The way most people get this wrong isn’t so much in how they do it as how frequently. You shouldn’t wait until you happen to notice dust and find it disgusting. Instead, it’s best to wipe off external dust at least once per month, and do a thorough tower cleaning a few times per year. You may need to clean more often than this depending on the condition of the room your machine normally sits in. Don’t worry about cleaning the insides of laptops — modern designs make this difficult, and their internal ventilation systems are usually adequate to prevent issues.
Backing up important data
Be ready for the absolute worst
If your demands aren’t that big, it’s possible for backup to be trivial and automatic. Cloud lockers like Google Drive, iCloud Drive, and OneDrive are baked into most devices, and you can rely exclusively on streaming services for music and video. If your laptop falls off a building, all you might need to do is re-download your apps and sign back into accounts when you buy a replacement.

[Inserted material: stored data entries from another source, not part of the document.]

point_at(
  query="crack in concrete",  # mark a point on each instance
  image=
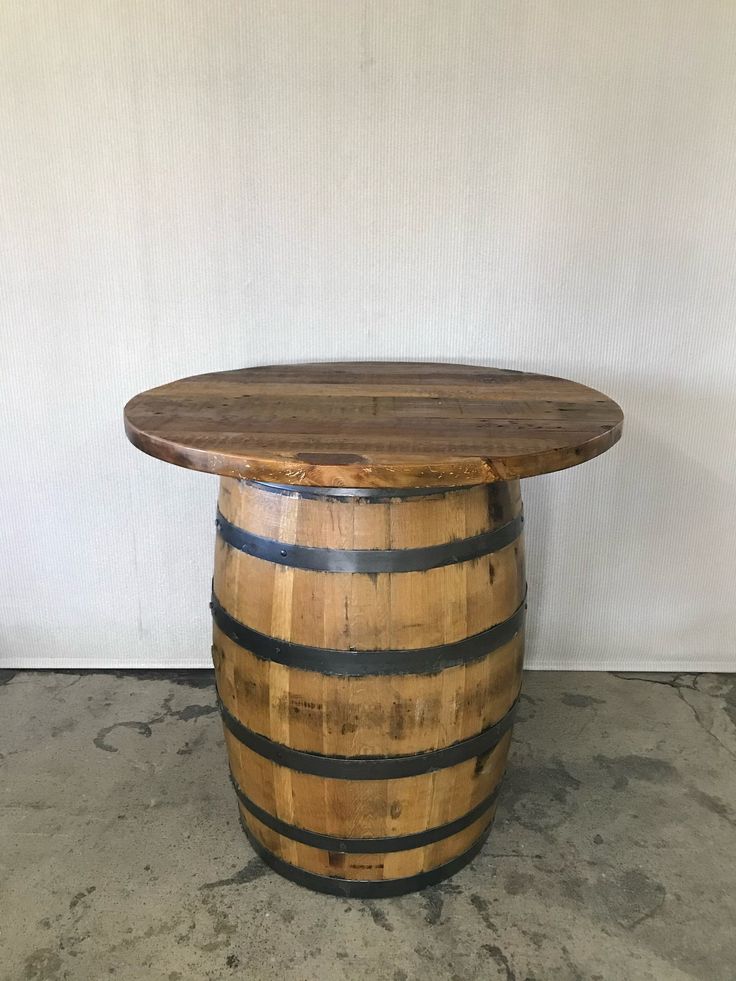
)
(678, 686)
(186, 714)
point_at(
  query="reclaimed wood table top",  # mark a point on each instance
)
(373, 424)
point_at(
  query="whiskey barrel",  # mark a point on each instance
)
(368, 652)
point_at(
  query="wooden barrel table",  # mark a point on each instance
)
(369, 597)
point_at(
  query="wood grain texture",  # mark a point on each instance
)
(373, 715)
(374, 424)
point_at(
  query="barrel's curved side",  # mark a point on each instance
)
(368, 699)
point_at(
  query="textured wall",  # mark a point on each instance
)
(190, 186)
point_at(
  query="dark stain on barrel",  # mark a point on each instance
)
(576, 700)
(397, 721)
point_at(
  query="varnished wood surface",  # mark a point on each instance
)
(374, 424)
(374, 715)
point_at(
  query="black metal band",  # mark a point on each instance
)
(366, 888)
(369, 494)
(325, 660)
(368, 560)
(365, 846)
(368, 767)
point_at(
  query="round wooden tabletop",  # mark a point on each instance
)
(373, 424)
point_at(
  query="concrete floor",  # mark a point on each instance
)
(613, 855)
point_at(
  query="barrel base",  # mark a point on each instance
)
(362, 888)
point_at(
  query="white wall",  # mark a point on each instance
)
(189, 186)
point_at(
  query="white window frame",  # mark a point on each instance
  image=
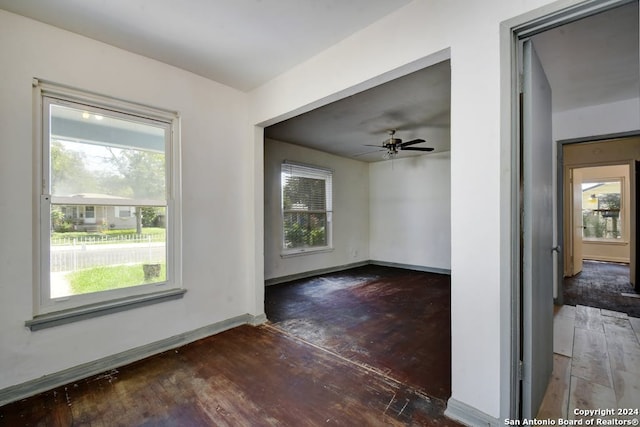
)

You might even save data to multiple external drives, stashing one of them off-site or in a fireproof safe.
If data is truly important, though, it should always be saved in at least three locations: the cloud, your internal hard drive, and an external backup drive. Drives can fail, and if a disaster strikes, you may need a copy you can grab while rushing out the door. Heck, even cloud servers can run into problems, and it’s never wise to be completely dependent on a service that expects you to pay every month until you switch or die.
Based on your needs, you might consider saving files to multiple cloud services, or ones that can restore an entire computer, such as Backblaze. You might even save data to multiple external drives, stashing one of them off-site or in a fireproof safe. That last option might be a bit extreme, but not so much if you’re relying on it for your livelihood.